A new diagnostic benchmark exposes the specific ways language model agents break down when calling external tools — and the results are more varied than aggregate scores suggest.
Researchers behind ToolFailBench ran 19 models through 1,000 tasks spanning finance, medicine, law, cybersecurity, and real estate. The benchmark separates tool-required tasks — where the model must trust a tool's returned value rather than guess — from control tasks where tools are available but the right move is to answer directly. Each interaction gets labeled across four failure modes: Tool-Skip, Result-Ignore, Output-Fabrication, and Unnecessary-Tool-Use. The best-performing model hit an 86.33% Clean Tool-Use Rate, meaning even the leader fumbles roughly one in seven tool interactions.

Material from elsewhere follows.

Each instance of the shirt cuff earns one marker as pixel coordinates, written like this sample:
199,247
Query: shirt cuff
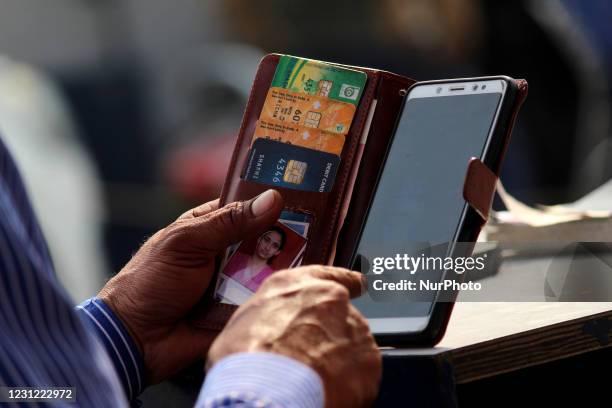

The more telling finding is that models with similar overall scores fail in entirely different ways. Llama-3.1 models show an "Always-Call" pattern — reaching for tools even when they aren't needed — while Llama-3.1-70B and Qwen2.5-72B, matched closely on parameter count, differ by 89 percentage points on control-task accuracy. That gap makes aggregate leaderboard comparisons nearly meaningless for anyone deploying agents in high-stakes domains.
Tool calling is the connective tissue of most production agent systems today, so a benchmark that can distinguish "model ignored the tool output" from "model called the right tool correctly" is genuinely useful — assuming labs treat diagnostic granularity as a target rather than a footnote.